Dengan tambahan titipan terbaru tersebut, total uang pengganti yang telah disetorkan terdakwa mencapai Rp7,05 miliar. Meski demikian, proses hukum masih terus berjalan.
Kasus ini saat ini tengah disidangkan di Pengadilan Negeri Tindak Pidana Korupsi Tanjungpinang dan telah memasuki tahap pemeriksaan saksi-saksi. Kasna Dedi menegaskan, penitipan uang pengganti ini tidak menghentikan proses hukum yang sedang berlangsung.
“Penitipan uang pengganti merupakan salah satu bentuk itikad baik terdakwa, namun tidak menghapus pertanggungjawaban pidana,” ujarnya.

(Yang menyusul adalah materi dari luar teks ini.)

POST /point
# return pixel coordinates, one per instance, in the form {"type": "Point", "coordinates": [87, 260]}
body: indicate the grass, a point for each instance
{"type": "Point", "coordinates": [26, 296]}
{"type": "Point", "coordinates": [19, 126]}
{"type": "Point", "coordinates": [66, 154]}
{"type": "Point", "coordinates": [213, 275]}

Sementara itu, Kepala Seksi Pidana Khusus Kejari Batam, Tohom Hasiholan menjelaskan, secara garis besar kedua perusahaan tersebut tidak memiliki izin pelimpahan dari Kementerian Perhubungan untuk melaksanakan jasa pemanduan dan penundaan kapal. Selain itu, keduanya juga tidak pernah menyetorkan kewajiban pajak atas pendapatan tersebut.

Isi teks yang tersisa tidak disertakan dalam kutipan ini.